4+1 B.S./M.S., Professional M.S. and Elective Courses
These courses may be taken for the Professional M.S. in Statistics or for the graduate Minor in Statistics. They may not be taken for credit for the M.S. in Statistics or the Ph.D. in Statistics.
5300 Statistical Methods
Introduction to descriptive and inferential statistics. Topics may be selected from the following: descriptive statistics and graphs, probability, regression, correlation, tests of hypotheses, interval estimation, measurement, reliability, experimental design, analysis of variance, nonparametric methods, and multivariate methods.
5301 Introduction to Experimental Design
Prerequisite(s): Graduate standing.
Simple and complex analysis of variance and analysis of covariance designs. The general linear model approach, including full-rank and less than full-rank models, will be emphasized.

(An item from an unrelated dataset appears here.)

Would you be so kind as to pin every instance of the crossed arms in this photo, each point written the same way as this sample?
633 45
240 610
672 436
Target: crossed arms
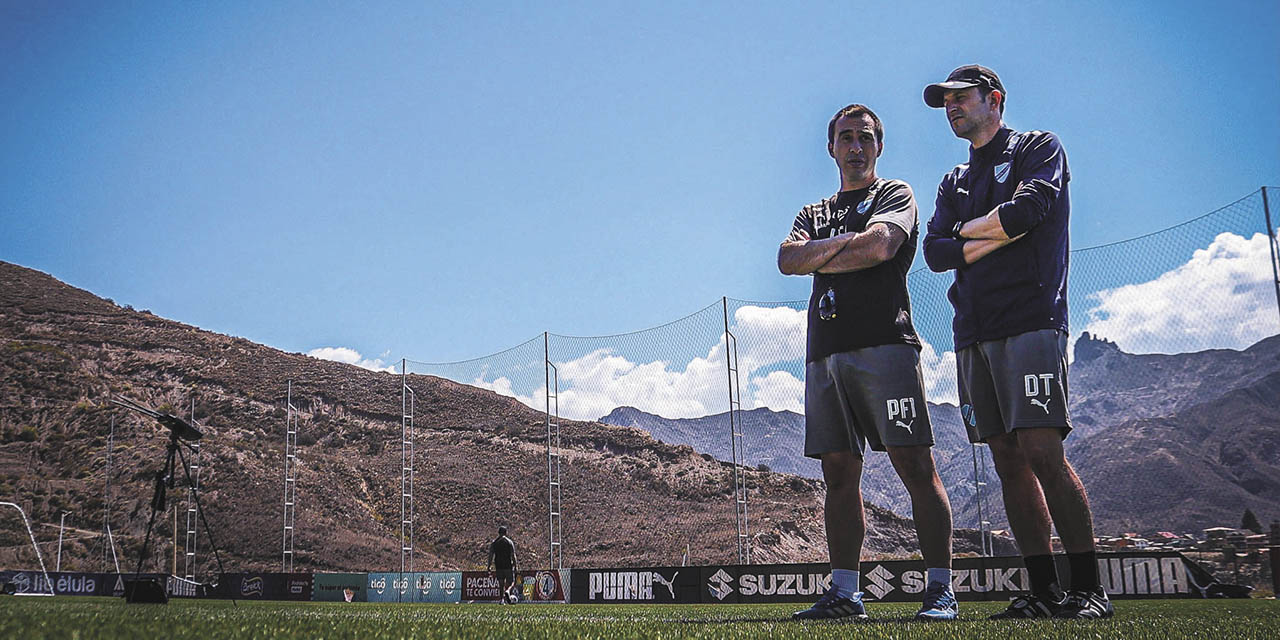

5303 Applied Regression Analysis
Pre-requisite(s): STA 5300 or equivalent
Regression modeling, estimation, and diagnostics with emphasis on applications. Topics include simple linear regression, multiple regression, logistic regression, and Poisson regression. The statistical programming language R is used.
5320 Predictive Analytics
Pre-requisite(s): STA 5303 Concepts, methods, and tools used for predictive modeling and data analytics with applications are considered
The focus of this course is on advanced tools using various multivariate regression techniques, statistical modeling, machine learning, and simulation for forecasting. Practical applications are emphasized.
5350 Statistical Machine Learning
Pre-requisite(s): STA 5303
Fundamental topics of machine learning including supervised/unsupervised learning, cost function optimization, feature selection and engineering, and bias/variance trade-off. Learning algorithms including classification methods, support vector machines, decision trees, neural networks, and deep learning are covered.
5360 Introduction to Bayesian Data Analysis
Prerequisite(s): STA 3381 or consent of instructor
An overview of analytic and computational methods in Bayesian inference beginning with two-sample t-inference procedures and extending through regression, focusing on state-of-the art software for Bayesian computation.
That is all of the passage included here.